Le Festival

Pourquoi un festival d’improvisation ?

L’idée du Festival est venue de l’envie de découvrir et de faire découvrir les concepts de spectacles que développent les autres compagnies aux quatre coins de la France et du monde et qui repoussent toujours plus loin les limites de cet discipline artistique et théâtrale encore méconnue.
Pour le public, c’est aussi l’occasion d’assister à des spectacles d’improvisation inédits à Toulouse puisque ces compagnies jouent généralement à domicile. Les comédiens auront à cœur de partager leur univers et leur imaginaire et de se laisser surprendre par la chaleur du public toulousain. Des rencontres qui promettent d’être hautes en couleurs et riche en créativité !

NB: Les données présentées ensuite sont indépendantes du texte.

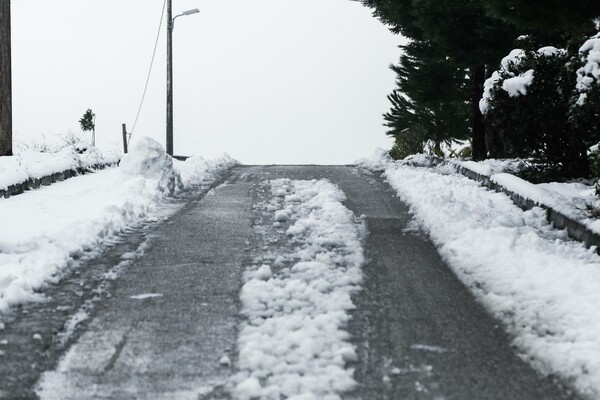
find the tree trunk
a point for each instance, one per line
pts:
(5, 81)
(477, 125)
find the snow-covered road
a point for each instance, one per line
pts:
(44, 230)
(254, 291)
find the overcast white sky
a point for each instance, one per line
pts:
(267, 81)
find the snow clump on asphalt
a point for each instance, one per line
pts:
(544, 287)
(293, 344)
(52, 226)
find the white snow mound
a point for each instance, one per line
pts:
(148, 158)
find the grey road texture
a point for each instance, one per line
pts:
(165, 327)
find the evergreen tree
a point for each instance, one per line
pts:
(88, 123)
(461, 32)
(428, 103)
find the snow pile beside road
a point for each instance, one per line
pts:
(28, 164)
(293, 344)
(44, 230)
(378, 162)
(197, 171)
(148, 159)
(545, 288)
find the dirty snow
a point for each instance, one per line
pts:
(29, 164)
(544, 287)
(293, 343)
(45, 229)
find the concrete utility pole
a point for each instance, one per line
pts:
(5, 81)
(169, 78)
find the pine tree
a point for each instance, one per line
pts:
(88, 123)
(428, 103)
(463, 33)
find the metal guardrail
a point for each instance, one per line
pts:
(575, 229)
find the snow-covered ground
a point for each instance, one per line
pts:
(293, 343)
(30, 164)
(575, 200)
(43, 230)
(544, 287)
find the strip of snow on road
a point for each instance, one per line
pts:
(292, 343)
(545, 288)
(44, 230)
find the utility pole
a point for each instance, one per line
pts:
(169, 77)
(5, 81)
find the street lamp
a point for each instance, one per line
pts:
(170, 26)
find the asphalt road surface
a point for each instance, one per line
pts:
(165, 325)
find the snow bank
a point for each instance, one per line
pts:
(377, 162)
(589, 74)
(197, 171)
(543, 287)
(490, 166)
(28, 164)
(147, 158)
(293, 344)
(45, 229)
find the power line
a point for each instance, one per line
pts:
(149, 70)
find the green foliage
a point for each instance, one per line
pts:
(533, 124)
(546, 14)
(546, 123)
(428, 103)
(87, 121)
(412, 141)
(594, 161)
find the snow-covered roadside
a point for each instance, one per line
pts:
(292, 343)
(574, 200)
(42, 232)
(29, 164)
(545, 288)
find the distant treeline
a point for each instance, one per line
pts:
(517, 78)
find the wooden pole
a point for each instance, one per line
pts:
(169, 79)
(5, 81)
(125, 138)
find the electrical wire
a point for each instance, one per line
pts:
(162, 16)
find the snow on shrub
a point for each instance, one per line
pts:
(517, 85)
(527, 106)
(589, 74)
(148, 159)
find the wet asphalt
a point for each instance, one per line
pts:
(166, 327)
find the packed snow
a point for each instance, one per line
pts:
(544, 287)
(45, 229)
(292, 343)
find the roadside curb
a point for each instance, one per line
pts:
(575, 229)
(35, 183)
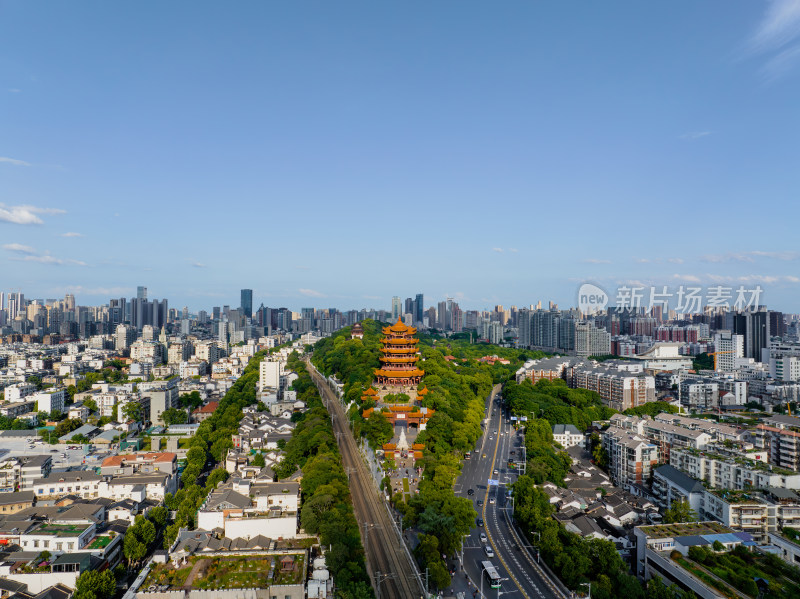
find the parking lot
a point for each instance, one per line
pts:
(62, 456)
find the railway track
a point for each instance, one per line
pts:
(391, 573)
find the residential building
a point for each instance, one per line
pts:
(631, 456)
(729, 348)
(780, 436)
(163, 396)
(590, 340)
(567, 435)
(618, 387)
(670, 485)
(50, 400)
(732, 471)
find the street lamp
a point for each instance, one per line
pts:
(462, 550)
(367, 526)
(581, 585)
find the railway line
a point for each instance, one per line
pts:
(388, 563)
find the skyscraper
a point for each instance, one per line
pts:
(247, 302)
(397, 308)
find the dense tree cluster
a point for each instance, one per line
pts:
(93, 584)
(740, 568)
(457, 394)
(574, 560)
(210, 444)
(555, 402)
(327, 509)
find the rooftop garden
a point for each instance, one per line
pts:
(100, 542)
(682, 529)
(752, 574)
(236, 572)
(61, 530)
(732, 496)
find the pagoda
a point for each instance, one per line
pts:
(399, 357)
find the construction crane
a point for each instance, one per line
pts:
(715, 354)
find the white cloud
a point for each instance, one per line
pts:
(29, 254)
(695, 134)
(81, 290)
(49, 259)
(19, 248)
(717, 258)
(777, 34)
(687, 278)
(749, 256)
(776, 255)
(779, 26)
(14, 161)
(311, 293)
(25, 215)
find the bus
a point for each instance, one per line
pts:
(490, 572)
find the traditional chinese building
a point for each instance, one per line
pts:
(399, 357)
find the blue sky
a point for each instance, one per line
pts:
(340, 153)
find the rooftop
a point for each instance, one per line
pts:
(684, 529)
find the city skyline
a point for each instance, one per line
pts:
(521, 150)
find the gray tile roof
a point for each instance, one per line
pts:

Pourquoi le nom « Impulsez ! » ?

L’improvisation ne peut simplement pas exister sans public. L’échange entre les comédiens et le public est primordial, c’est ce qui impulse la dynamique et l’élan nécessaire à la réussite du spectacle. Finalement, le public devient un acteur qui apporte sa pierre à l’édifice au même titre que les autres, à la différence qu’il est confortablement assis ! Le public suggère, influence, conteste, vote, inspire, encourage, porte, propose, impose, improvise, impulse ! Alors à votre tour : Impulsez !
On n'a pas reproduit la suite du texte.